By Enrico Dela Cruz, July 11 (Reuters) - Benchmark
iron ore prices in Asia fell on Monday on growing fears of weakening demand for
the raw material in top steel producer China, where multiple cities are
enforcing fresh COVID-19 curbs.
The most-traded iron ore, for September delivery, on China's Dalian
Commodity Exchange DCIOcv1 ended
morning trade 4.5% lower at 731.50 yuan ($109.03) a tonne, after earlier
touching 723.50 yuan, its lowest since July 6.
On the Singapore Exchange, the steelmaking ingredient's
front-month August contract SZZFQ2 slumped as much as 4.1% to $108.25 a tonne,
also the weakest since July 6.
"Relentlessly negative COVID headlines out of Gansu,
Guangdong, Henan, Macau, Shanghai, and Zhejiang over the weekend will pour
ice-cold water over sentiment from Monday onwards," said Atilla Widnell,
managing director at Navigate Commodities in Singapore.
Local governments in China are adopting fresh curbs, from business halts to
lockdowns, to rein in new infections, with the commercial hub of Shanghai
bracing for another mass testing campaign after detecting the BA.5 Omicron
subvariant.
"China looks like it is losing its war against COVID with
naturally more transmissible subvariants now popping up faster than it can
stomp them out," Widnell said.
Increased iron ore shipments to China from top suppliers
Australia and Brazil also add to negative mood, he said.

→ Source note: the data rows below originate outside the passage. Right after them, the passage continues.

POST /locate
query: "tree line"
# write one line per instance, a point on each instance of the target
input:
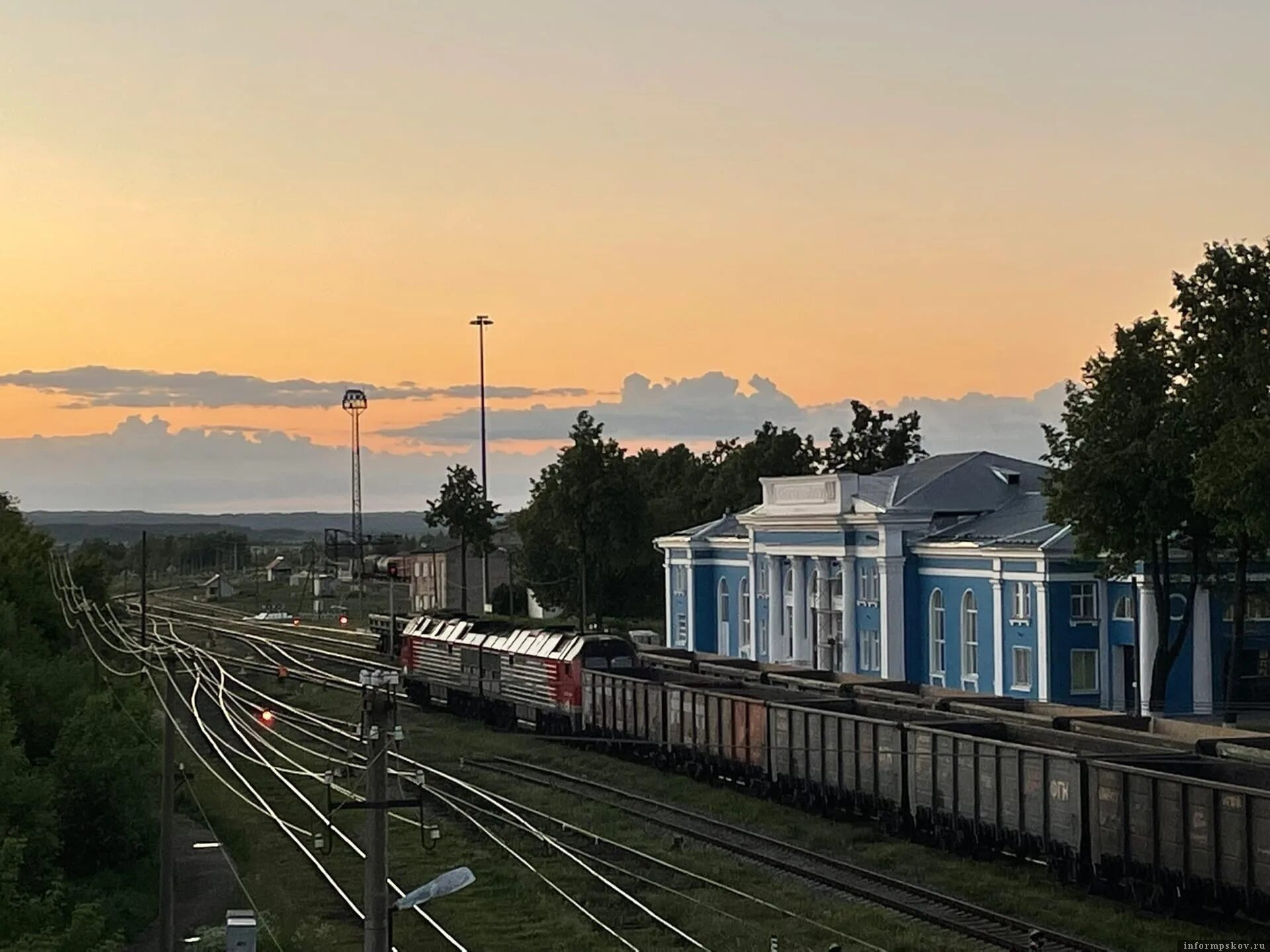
(78, 826)
(1162, 457)
(587, 531)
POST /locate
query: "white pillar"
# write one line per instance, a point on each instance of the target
(849, 615)
(751, 607)
(775, 610)
(890, 573)
(1202, 660)
(798, 651)
(1042, 641)
(691, 604)
(824, 603)
(669, 597)
(999, 637)
(1147, 640)
(1104, 645)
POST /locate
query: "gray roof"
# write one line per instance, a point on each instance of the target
(1020, 522)
(723, 527)
(962, 483)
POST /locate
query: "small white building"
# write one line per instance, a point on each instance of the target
(277, 571)
(218, 588)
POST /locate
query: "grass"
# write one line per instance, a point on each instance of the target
(511, 908)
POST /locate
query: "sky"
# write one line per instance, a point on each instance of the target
(685, 216)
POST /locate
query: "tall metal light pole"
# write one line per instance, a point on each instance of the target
(355, 404)
(482, 321)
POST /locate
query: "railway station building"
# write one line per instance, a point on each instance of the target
(944, 571)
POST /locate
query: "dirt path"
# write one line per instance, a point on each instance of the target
(205, 888)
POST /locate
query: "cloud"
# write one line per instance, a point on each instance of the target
(710, 407)
(113, 386)
(714, 407)
(146, 465)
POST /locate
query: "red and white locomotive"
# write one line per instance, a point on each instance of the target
(512, 677)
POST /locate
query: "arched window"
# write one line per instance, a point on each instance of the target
(939, 637)
(814, 633)
(837, 651)
(724, 645)
(1176, 607)
(969, 637)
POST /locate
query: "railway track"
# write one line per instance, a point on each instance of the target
(995, 930)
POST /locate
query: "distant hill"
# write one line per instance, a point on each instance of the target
(126, 524)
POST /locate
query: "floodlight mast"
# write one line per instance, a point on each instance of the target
(355, 405)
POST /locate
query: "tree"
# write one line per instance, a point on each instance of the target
(581, 534)
(872, 446)
(1122, 475)
(1224, 307)
(466, 516)
(738, 466)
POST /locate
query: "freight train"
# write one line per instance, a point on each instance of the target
(1096, 796)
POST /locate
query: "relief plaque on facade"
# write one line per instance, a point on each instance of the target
(820, 492)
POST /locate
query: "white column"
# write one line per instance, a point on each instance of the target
(669, 597)
(999, 637)
(822, 604)
(799, 647)
(849, 615)
(693, 604)
(1147, 640)
(1104, 645)
(1042, 641)
(1202, 662)
(751, 607)
(890, 573)
(775, 610)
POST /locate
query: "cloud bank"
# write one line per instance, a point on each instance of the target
(113, 386)
(148, 465)
(715, 407)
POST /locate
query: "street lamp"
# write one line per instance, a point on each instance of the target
(482, 321)
(444, 885)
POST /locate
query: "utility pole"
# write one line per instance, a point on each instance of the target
(167, 846)
(482, 323)
(145, 640)
(376, 707)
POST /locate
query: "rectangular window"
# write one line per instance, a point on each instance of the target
(1021, 608)
(1085, 607)
(1023, 669)
(870, 651)
(869, 586)
(681, 579)
(1085, 670)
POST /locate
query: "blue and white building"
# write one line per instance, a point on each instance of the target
(943, 571)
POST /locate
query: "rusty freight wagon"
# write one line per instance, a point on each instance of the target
(1188, 829)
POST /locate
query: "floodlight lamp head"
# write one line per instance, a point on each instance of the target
(353, 401)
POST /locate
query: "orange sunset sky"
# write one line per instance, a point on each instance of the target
(849, 200)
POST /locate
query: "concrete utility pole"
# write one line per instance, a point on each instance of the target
(167, 844)
(482, 323)
(376, 717)
(144, 636)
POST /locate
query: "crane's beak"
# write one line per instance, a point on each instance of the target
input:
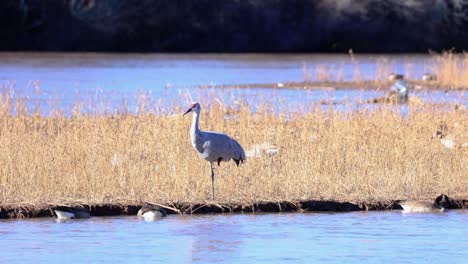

That could push portside inventory of imported material higher,
after rising for a second consecutive week to 128.3 million tonnes, as of July
8, based on SteelHome consultancy data SH-TOT-IRONINV.
Demand for iron ore, meanwhile, is expected to remain weak as
Chinese steel mills scale back output while nursing losses from high
inventories and sluggish steel orders.
Construction steel rebar on the Shanghai Futures Exchange SRBcv1 tumbled
5%, hot-rolled coil SHHCcv1 dropped
4.7% and stainless steel SHSScv1 shed 1%.